Am besten direkt den Phonostar Player holen und einen von Tausenden Radiosendern reinhauen. Es ist für jeden immer irgendwas dabei und man muss sich um keine Bibliotheken mehr kümmern - herrlich


----------



## Gast XXXX (8. Dezember 2010)

Als ob Winamp nicht die Möglichkeit hätte ShoutCast-Radio zu empfangen.


----------



## Chrismettal (8. Dezember 2010)

Ich höre kein Radio  ich hab erst ein Radio gefunden das meine musik spielt bzw gespielt hat.. der einzige Mod der meine Musik spielte hat aufgehört 

oder nennt ihr mir mal ein Inernet radio das Deathmetal und deathcore un speedmetal un all sowas spielt 

(Devildriver, Whitechapel, Six feet under etc)

Da bleib ich bei meinen geliebten Bibliotheken 

BTW: Phonostar hatte ich mal, shoutcast hat mich mehr überzeugt ^^


----------



## user001 (12. Dezember 2010)

Habe das Thema gerade entdeckt und schreibe hier mal über meine Erfahrungen.
Ich habe die sidewinder x6 und konnt feststellen, dass die Media-Tasten bei machen playern nicht immer problemlos funktionieren.
Tatsächlich haben die Media-Tasten der x6 beim Abspielen von Dateien mit winamp nur ihre Funktion, wenn man den player minimiert hat.

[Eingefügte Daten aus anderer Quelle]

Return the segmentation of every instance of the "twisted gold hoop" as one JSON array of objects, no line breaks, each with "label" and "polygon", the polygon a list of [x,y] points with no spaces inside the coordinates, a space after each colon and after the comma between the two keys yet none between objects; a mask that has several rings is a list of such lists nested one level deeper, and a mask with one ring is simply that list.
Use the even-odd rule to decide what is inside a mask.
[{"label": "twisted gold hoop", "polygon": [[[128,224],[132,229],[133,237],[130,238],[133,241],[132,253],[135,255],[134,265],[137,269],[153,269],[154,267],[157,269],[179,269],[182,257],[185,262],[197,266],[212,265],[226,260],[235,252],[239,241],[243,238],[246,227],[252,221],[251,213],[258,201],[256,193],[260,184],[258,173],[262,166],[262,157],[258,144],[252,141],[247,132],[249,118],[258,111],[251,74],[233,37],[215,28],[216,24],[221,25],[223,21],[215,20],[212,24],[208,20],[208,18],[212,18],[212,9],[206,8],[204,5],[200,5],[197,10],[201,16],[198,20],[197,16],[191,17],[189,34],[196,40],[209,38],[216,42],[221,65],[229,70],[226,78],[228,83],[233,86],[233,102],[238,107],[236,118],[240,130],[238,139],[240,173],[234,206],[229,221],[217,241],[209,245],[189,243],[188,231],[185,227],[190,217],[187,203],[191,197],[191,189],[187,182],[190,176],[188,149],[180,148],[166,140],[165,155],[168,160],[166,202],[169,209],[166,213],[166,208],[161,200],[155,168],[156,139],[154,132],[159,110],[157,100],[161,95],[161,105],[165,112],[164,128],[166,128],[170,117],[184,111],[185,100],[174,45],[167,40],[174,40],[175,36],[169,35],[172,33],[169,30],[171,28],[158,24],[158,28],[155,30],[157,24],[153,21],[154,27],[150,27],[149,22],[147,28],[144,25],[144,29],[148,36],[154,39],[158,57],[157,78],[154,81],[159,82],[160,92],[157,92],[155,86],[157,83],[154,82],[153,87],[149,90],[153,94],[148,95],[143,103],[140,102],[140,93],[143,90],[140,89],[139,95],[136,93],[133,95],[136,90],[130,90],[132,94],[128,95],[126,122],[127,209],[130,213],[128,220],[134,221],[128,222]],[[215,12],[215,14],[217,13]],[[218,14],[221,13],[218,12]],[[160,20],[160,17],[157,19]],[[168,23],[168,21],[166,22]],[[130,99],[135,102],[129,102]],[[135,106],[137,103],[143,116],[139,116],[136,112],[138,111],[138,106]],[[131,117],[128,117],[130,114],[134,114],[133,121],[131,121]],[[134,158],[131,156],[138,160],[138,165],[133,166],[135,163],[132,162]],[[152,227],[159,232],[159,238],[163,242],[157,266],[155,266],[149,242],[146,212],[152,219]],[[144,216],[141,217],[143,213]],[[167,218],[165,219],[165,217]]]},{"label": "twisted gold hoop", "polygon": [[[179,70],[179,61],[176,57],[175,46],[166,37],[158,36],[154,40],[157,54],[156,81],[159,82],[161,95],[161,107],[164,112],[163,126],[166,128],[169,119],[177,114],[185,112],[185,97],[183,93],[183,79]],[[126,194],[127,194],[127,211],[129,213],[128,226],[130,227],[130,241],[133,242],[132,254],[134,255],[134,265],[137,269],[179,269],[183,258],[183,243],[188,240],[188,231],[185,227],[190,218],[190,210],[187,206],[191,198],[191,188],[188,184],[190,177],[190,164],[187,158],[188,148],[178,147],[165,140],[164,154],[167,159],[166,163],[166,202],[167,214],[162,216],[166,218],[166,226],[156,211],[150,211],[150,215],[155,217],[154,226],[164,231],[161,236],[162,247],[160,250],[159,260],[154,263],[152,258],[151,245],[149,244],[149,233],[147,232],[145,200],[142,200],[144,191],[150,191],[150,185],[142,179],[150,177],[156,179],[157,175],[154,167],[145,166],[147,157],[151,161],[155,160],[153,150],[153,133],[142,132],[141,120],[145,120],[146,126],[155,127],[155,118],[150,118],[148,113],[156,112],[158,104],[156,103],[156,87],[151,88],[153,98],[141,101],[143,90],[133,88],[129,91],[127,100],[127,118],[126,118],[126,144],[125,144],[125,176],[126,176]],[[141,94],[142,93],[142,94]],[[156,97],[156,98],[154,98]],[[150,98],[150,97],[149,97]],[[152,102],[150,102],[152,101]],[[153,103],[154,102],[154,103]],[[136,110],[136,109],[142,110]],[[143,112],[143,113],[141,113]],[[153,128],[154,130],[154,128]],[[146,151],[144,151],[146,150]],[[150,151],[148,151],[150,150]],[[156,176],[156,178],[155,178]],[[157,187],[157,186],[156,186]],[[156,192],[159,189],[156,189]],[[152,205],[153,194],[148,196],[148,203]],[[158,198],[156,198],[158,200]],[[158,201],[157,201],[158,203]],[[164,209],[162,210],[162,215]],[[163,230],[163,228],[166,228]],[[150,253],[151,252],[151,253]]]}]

Warum das so sein muss ist mir nicht klar.
Beim vlc player habe ich die Erfahrung gemacht, dass die Media-Tasten nicht funktionieren, wenn man über die "drag and drop" Funktion Dateien in den player schiebt. Wenn man die Dateien über den player öffnet, funktioniert alles.

Windows media player geht problemlos in Kombination mit der sidewinder x6... es wäre ja auch komisch, wenn das nicht so sein sollte.


----------



## Chrismettal (12. Dezember 2010)

Ja mit dem Windows player klappt alles perfekt aber ich bin auf Winamp umgestiegen, der gruind ist mir nicht klar  eigentlich hat der Wmp die gleichen funktionen, bis auf zb den autotagger der mir ziemlich wichtig ist.. ^^


----------